- Kategori
- Psikoloji
Islık senfonisi

Kendini eritip tüketse de vurgundur ışığına mum
Çünkü gövdesini onunla aydınlatır
Sessizliğin çığlığını onunla haykırır
Damladıkça tenine sevgiyi bir o damıtır...
Cama ölümüne vuran yağmura, uyandım bu sabah. Enkazı belirsiz yalancı bir aydınlığın gök gürültüsünde, yalnızlığın okkalı tavrında biraz daha büyüdüm; biraz daha kederlendim. Yol yolak görmez adımlarımın sislerine gömdüm yaşlarımı. Ağırdılar taşıyamadım, ağladıkça ağırlaştım derimde. Efkar sarmaşıklarına beledim hazan kurusu yaralarımı. Mızrabı küskün sazın bamtelinden düşerken akortsuz; hüzün mezelerimden tattım. Mumun bir sıkımlık ışığında yıkadım yüzümü. Kirpiklerimin harında yelledim umutlarımı. Dudaklar büktüm aklıma düşen sepya mazime. Çatkapı gelen gecenin hazırlıksız koyuluğunda, manidarlaşan silik sevgiliye bıyık altından güldüm; topyekün iyelik sözcüklerimle ve de noktaların ardında kalan cümlelerimle...

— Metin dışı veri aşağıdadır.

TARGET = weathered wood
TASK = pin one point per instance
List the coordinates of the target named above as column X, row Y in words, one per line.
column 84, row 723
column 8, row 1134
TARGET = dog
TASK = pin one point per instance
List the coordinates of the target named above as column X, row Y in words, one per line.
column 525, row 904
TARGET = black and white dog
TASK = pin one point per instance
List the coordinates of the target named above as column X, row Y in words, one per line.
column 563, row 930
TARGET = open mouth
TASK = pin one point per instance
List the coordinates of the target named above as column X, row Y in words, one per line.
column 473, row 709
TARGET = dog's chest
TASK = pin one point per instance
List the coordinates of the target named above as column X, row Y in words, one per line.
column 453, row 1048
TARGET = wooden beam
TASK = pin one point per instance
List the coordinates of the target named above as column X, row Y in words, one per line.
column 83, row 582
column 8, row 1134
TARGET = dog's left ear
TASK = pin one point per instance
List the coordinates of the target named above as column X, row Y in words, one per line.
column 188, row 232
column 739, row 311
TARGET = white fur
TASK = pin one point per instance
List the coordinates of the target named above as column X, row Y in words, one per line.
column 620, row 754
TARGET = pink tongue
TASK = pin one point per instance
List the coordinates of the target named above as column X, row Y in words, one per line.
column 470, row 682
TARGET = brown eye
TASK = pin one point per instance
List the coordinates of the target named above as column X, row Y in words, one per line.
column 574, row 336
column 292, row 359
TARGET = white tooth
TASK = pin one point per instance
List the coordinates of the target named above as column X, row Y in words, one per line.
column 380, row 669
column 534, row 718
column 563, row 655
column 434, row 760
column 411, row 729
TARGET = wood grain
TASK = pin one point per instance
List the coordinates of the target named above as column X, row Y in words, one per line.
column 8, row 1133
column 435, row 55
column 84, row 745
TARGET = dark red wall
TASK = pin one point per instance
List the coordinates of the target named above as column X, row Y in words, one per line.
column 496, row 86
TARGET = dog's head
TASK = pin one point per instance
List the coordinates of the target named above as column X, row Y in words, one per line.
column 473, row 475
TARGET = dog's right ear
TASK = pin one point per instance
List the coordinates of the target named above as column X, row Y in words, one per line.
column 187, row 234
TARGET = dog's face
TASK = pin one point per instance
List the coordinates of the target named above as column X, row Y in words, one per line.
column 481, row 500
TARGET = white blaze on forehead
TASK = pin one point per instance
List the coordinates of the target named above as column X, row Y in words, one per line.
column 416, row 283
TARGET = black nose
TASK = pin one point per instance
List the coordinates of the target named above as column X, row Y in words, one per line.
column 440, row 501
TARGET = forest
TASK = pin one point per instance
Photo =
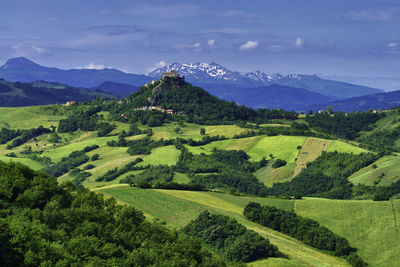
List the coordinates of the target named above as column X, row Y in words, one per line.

Ne çarşaftı düşlerimde kırışan ne de bedenin tenime yüreğime sürtünüp geçen
Demleyemedim zifiri gölgelerini yatağımda.
Gemleyemedin kendini loş ışıklarımdan, dudaklarımdan salıncaklar kurulu kollarımdan.
Sen çıplaklar giyindin gözyaşını kirpiğinle bölerek
Suskun çığlıklarınla belirsizleştin kırık kaldırım kenarlarında karanlıktaa
Uzaklar döküldü topuklarından
Boğumlayamadım hüzünlerimi boğumlayamadım...
Kurumayı bilmez dingin bakışların buruk ıslaklığında üşütmüşüm gözkapaklarımı. Rutubetli burnumun soluğunda aşındırdım bu arnavut kaldırımlı, gurbet rampalı yolları. Çıktıkça kanter içinde, bacasında siyah duman tüten evlerin ağıdıydı belki de bir asırlık karganın ötüşünde beni yasıyla hükümsüz kılan.
Salkım söğüdün saçlarından rüzgarlar topladım. Yüreği yürek yapan o üstündeki kıvrımına uzak ten kokuları yığarken yakalandım, istikameti yanlış göçmen kuşlara. Gönüllerini aldım sonra yüksek rakımlı gecekondu mahallelerine koşarak. El sallarken onlara, umut yamalı çocuklar eşlik etti kalbimdeki ılıklığa.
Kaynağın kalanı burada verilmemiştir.